CREED Seminars Amsterdam

Speaker(s)
Jan Potters (Tilburg University)
Date
2008-12-11
Location
Amsterdam

We set up and test a simple model of spurious product differentiation in a duopoly market. In our model, partly inspired by Anderson and Renault (2006), each firm offers one good to boundedly rational consumers that have homogeneous preferences. Firms decide simultaneously on the number of quality attributes of their good and then set their prices. The number of attributes of a good does not affect its quality or its value to the consumer but adds noise to the consumers’ perception of the net value differences of the goods offered. The model suggests that the lower quality firm will always choose the maximum number of attributes possible while the best quality firm will choose the minimum number of attributes as long as its quality advantage is large enough.
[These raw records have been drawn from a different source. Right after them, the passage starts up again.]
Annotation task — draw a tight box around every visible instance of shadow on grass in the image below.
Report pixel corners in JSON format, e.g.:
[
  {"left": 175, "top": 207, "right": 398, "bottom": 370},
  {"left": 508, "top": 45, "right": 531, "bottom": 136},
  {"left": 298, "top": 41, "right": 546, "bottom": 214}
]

The equilibrium prices and the seller profits are larger than the standard Bertrand predictions. Our results from a laboratory experiment with markets consisting of 2 buyers and 2 sellers are broadly in line with the model’s main predictions. The buyers make more mistakes and the prices and the profits of sellers are higher when the number of attributes of goods is higher. The number of attributes that a firm chooses is negatively related to the quality of the seller’s good. Compared to a benchmark treatment with simulated (perfectly rational) buyers prices and producer surplus are higher when buyers are real subjects.